Sozialneid
Sozialneid ist irgendwie ganz normal glaube ich - zumindest in Situationen, in denen einem das fehlt, was man selber gerne hätte.
Da neidet man anderen die bessere Figur, das bessere Auto, den interessanteren Job - und eben auch die Beziehung. Wenn man selber glücklich ist, kann man sich besser freuen - für sich selbst und für andere. Und wenn viel fehlt, ist es nun einmal das Glück der anderen, das einem vor Augen führt, was man selber nicht hat.
Dann wahrscheinlich auch noch das "Gerechtigkeitsdenken". Du bist sechs Jahre älter, eigentlich solltest Du also die erste sein, die vor den Traualtar zieht. Und wenn ich da so an meine Verwandtschaft denke, bekommt man solche Sprüche dann auch noch oft zu hören... Das macht es nicht gerade besser.
Was Leiden oder Liebeskummer bedeuten, verstehen viele auch erst, wenn sie es selbst durchlebt haben. Dafür aber wirst Du Glück sicherlich besser zu schätzen wissen und besser genießen können, wenn Du es hast! Und wenn die Tränen kommen, wenn andere erwarten, dass Du glücklich bist und Dich mit ihnen freust, dann ist es eben so.... Du wirst ja kaum auf Deinen "Auftritt" gewartet haben, sondern einfach nur einen Stich ins Herz verspürt haben. Und selbst wenn Deine Schwester sich die Situation anders vorgestellt hat: Du hast Dir Deine Lebenssituation doch auch anders vorgestellt....
Ansonsten kann ich mich meiner Vorrednerin auch nur anschließen. Barbiepuppenlächeln und abends in Kissen heulen. Mache ich genau so - bis auf in den Situationen, wo auch ich einfach - unpassend - einfach losheule.
Bestes Beispiel: Eine Studienfreundin und ich (beide 30) haben nicht nur an zwei aufeinanderfolgenden Tagen Geburtstag, sondern auch beide die Situation "Dauersingle" erlebt.
Im Dezember 2007 die normale Karte, Typ: "Frohe Weihnachten, bin leider immer noch Single, hoffe für Dich und mich, das nächstes Jahr alles anders wird."

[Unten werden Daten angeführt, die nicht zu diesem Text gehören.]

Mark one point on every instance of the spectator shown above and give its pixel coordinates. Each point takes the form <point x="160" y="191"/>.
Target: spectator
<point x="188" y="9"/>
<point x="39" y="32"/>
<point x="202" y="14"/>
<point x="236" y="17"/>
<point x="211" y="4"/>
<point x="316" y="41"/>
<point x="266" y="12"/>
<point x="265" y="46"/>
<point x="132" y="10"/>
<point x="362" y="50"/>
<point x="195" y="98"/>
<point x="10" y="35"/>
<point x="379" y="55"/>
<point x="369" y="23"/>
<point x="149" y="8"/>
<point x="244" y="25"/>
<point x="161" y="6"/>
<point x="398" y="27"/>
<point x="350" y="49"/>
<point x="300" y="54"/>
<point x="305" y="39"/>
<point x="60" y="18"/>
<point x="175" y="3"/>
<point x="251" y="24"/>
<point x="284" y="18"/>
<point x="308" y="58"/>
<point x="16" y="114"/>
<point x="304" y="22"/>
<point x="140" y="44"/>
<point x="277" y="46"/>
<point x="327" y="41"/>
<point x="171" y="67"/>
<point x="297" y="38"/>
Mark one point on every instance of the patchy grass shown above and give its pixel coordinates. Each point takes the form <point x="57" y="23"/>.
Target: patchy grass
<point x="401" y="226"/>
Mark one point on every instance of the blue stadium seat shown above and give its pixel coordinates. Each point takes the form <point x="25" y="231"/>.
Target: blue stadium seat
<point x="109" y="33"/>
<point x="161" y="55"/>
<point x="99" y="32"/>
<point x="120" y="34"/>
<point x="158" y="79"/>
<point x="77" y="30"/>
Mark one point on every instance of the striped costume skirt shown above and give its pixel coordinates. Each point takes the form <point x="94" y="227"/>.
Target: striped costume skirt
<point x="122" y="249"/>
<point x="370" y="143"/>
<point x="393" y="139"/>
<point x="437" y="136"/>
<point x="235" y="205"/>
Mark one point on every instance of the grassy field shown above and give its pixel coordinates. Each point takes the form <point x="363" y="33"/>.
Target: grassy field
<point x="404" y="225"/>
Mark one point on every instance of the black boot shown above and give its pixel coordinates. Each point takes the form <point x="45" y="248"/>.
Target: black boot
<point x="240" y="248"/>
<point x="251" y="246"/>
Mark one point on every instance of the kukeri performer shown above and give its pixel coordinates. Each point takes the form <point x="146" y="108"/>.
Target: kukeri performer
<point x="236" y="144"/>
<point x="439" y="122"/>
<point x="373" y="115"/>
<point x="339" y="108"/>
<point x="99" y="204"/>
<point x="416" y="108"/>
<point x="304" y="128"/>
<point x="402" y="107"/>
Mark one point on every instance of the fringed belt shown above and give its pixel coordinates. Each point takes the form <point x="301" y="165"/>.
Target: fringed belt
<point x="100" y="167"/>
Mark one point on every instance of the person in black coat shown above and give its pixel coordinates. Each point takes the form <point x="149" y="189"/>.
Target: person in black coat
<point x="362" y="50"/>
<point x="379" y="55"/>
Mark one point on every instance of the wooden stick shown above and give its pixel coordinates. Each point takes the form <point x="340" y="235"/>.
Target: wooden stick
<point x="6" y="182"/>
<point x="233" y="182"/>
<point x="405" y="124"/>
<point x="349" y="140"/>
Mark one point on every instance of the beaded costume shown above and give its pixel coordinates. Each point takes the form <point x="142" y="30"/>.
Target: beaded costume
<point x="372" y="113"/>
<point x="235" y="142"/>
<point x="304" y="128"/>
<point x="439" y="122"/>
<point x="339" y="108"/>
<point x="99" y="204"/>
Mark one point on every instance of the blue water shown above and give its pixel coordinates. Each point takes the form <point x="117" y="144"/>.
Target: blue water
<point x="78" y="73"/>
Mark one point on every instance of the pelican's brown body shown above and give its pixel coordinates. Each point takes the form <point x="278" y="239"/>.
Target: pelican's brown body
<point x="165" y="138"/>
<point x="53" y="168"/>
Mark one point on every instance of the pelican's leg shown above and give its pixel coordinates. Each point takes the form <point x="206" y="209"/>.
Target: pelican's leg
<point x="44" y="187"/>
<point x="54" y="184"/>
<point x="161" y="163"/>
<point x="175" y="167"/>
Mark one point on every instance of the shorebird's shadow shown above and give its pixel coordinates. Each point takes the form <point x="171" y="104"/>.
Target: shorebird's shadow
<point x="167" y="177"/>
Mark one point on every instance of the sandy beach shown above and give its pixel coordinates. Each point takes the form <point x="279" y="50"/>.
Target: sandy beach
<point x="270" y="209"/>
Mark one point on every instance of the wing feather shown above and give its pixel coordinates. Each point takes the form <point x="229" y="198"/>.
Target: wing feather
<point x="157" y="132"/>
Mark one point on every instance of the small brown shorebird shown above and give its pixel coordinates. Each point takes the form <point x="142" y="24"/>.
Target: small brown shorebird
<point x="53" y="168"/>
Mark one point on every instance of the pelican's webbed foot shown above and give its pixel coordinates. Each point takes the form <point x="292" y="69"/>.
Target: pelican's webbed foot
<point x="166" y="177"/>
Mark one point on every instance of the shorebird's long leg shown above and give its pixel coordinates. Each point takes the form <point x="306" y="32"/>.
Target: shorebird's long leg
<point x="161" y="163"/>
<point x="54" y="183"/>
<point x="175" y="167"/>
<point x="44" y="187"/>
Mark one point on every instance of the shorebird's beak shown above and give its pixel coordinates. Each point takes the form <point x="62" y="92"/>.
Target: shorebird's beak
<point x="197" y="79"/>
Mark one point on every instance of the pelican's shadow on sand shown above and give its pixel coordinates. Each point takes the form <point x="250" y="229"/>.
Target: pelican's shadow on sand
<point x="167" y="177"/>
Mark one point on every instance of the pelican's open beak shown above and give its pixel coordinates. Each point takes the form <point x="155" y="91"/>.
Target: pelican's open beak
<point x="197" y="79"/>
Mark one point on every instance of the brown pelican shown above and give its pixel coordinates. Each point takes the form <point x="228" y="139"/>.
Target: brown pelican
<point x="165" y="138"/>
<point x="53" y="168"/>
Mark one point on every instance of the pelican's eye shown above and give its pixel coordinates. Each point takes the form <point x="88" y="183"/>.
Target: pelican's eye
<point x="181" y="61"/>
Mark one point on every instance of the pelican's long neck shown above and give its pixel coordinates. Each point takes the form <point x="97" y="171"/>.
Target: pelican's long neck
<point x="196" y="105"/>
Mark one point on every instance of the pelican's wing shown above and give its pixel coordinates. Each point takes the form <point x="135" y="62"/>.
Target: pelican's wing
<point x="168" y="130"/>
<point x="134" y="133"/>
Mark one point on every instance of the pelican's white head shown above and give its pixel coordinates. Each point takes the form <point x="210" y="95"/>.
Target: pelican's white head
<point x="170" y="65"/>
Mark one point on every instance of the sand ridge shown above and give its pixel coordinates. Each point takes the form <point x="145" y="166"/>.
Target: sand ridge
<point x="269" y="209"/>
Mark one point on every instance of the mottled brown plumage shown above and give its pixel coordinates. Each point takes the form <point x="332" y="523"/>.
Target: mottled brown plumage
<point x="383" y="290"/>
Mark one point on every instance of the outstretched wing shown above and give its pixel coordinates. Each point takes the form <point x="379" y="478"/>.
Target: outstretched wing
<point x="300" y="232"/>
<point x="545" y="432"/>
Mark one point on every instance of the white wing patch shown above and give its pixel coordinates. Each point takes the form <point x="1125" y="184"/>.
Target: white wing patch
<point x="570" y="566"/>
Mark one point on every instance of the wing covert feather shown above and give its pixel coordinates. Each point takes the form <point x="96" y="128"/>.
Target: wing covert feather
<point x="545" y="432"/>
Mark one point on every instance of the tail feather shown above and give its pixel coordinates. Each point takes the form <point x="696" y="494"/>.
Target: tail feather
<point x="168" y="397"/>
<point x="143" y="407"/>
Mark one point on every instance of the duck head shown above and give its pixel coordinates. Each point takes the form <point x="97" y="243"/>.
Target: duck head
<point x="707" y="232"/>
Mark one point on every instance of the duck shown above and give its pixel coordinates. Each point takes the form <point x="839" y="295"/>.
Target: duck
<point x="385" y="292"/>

Sommer 2008: Ich hatte wen kennengelernt, der eine herbe Enttäuschung war und es nie ernst gemeint hatte. In der Stimmung meine Geburtstagskarte von ihr: "Wie läuft es mit der Liebe? Ich habe kurz vorm 30. wen kennengelernt, bin so verliebt...."
Da habe ich zweimal herbe geschluckt.
Jetzt die Weihnachtskarte: "Die beiden sind zusammen gezogen, sie ist schwanger, im Mai kommt das Baby." Und obwohl Heiligabend war und meine Familie von mir erwartet hat, dass ich ein "frohes Fest" feier, habe ich geheult, geheult und geheult. Nicht die feine englische Art, sicher, aber ich habe gerade mal wieder tierischen Liebeskummer, alles ist aussichtslos und ich habe Weihnachten von ihm nicht einmal eine SMS bekommen.
Klar könnte ich daraus nun die Lehre ziehen, dass ja auch ich nächstes Jahr schwanger und glücklich sein könnte. Oder mit jemandem zusammenwohne, endlich mal glücklich verliebt bin...
Aber auch das tu ich nicht. Ich bin neidisch. Nein, ich missgönne ihr ihr Glück sicher nicht. Aber ich merke, was mir alles fehlt. Weine, leide noch mehr und denk, da oben hat mich jemand vergessen.
Irgendwie habe ich beim Verteilen der Schicksalslose wohl die Ar***karte gezogen.
Du siehst, ich reagiere auch allergisch. Aber das ist doch normal. Niemand ist ein "Heiliger". Das, was Du fühlst ist nur menschlich. Aber wie heißt dieses Lied so richtig: "Eine neue Liebe ist wie ein neues Leben". Ich wünsche Dir, dass Du dieses neue Leben bald hast. Vielleicht heiratest Du später als andere, dafür bist Du dann aber noch glücklich, während andere längst beim Scheidungsanwalt sitzen... ;-)
Dauersingle sein ist einfach ätzend, und wer da von Dir erwartet, dass Du immer gut drauf bist, ist nicht gerade einfühlsam...
Das ist dann der Charakterzug, der wirklich nicht schön ist.
Bei Dir ist es doch einfach nur Deine emotionale Situation, die Dich aus dem Gleichgewicht bringt. Das hat nichts mit bösem Charakterzug zu tun. Wenn Du glücklich wärst, dann wäre es Dir auch leicht gefallen, beide freudig zu umarmen und ihnen direkt und mit offener Freude alles Gute zu wünschen, nicht?